Nurhayati juga mengaku sudah berulang kali meminta agar pihak kelurahan dan PUPR meninjau kembali kondisi rumahnya.
Namun, permintaan itu tidak pernah ditindaklanjuti.
“Sudah bolak-balik saya minta sama pihak Pemkot dan Pak Lurah. Saya bilang tolong lihat langsung biar tahu kondisi rumah saya. Tapi katanya sudah dinilai sama PUPR, jadi nggak usah lagi. Saya nggak mau begitu,” tuturnya.
Ia menambahkan, retakan di rumahnya bukan muncul mendadak, melainkan sejak awal proyek terowongan dimulai sekitar dua tahun lalu.
“Dua tahun lebih proyek ini jalan. Dari awal sudah berdampak, pintu rumah ini dulu yang naik, nggak bisa ditutup. Saya sempat lapor sama Pak Gito waktu itu, datang juga tim proyek, katanya nanti diganti. Tapi sampai sekarang nggak ada realisasinya,” jelasnya.
Karena tak kunjung mendapat kejelasan, Nurhayati akhirnya memperbaiki rumahnya dengan biaya sendiri.
Baru setelah aksi protes warga, Pemkot kembali datang menawarkan uang kerohiman yang disebutnya jauh dari harapan.
“Sebelum lebaran saya sudah baikin sendiri. Soalnya saya pikir nggak bakal diganti. Tapi setelah demo kemarin baru ada tanggapan. Ya itu tadi, sembilan juta, saya nggak terima,” katanya tegas.
Ia juga menyoroti ketidaktepatan dokumen penilaian yang dibuat pemerintah.
Foto rumah yang dijadikan acuan hanya menampilkan sebagian kecil kerusakan.
“Yang mereka lampirkan cuma dua foto. Padahal kenyataannya lebih banyak,” ujarnya sambil menunjukkan dinding dan lantai yang retak.
Senada dengan Nurhayati, Susilawati, warga lain di kawasan yang sama, juga mengaku tidak puas dengan proses ganti rugi yang dinilainya terburu-buru dan tidak terbuka.
“Ya datang aja langsung mendadak,” katanya.

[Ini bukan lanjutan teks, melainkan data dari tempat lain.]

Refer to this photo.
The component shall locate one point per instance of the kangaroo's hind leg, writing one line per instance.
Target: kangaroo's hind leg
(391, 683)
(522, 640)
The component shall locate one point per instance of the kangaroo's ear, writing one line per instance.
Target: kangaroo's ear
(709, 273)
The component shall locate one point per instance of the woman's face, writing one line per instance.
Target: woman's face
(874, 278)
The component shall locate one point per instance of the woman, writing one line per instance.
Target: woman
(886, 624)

Ia menuturkan, petugas pemerintah datang membawa uang senilai Rp 9.065.000 tanpa memberikan kesempatan bagi warga untuk mempelajari Rencana Anggaran Biaya (RAB) yang menjadi dasar perhitungan.
“Untung suamiku sempat foto RAB-nya. Mereka nggak kasih salinannya ke kami. Harusnya kan dikasih dulu biar bisa kami pelajari. Tapi ini nggak, langsung aja dikasih uang, suruh tanda tangan. Kami jadi nggak sempat mikir,” tutur Susilawati.
Menurutnya, rumah semi permanen yang ia tempati kini miring akibat pergeseran tanah. Kondisi lingkungan yang rawan longsor semakin memburuk sejak proyek terowongan dimulai.
“Dapurnya semi permanen, body rumahnya kayu. Sekarang miring karena tanahnya turun. Di tempat saya itu sering longsor, semua tanah di sekitar sini sudah turun,” ungkapnya.
Susilawati juga menyayangkan sikap tim Pemkot yang dianggap tidak empatik terhadap penderitaan warga.
“Nilainya nggak sesuai, rumah saya permanen. Tapi katanya kalau nggak mau terima, ya sudah, mereka nggak mau urus lagi,” pungkasnya.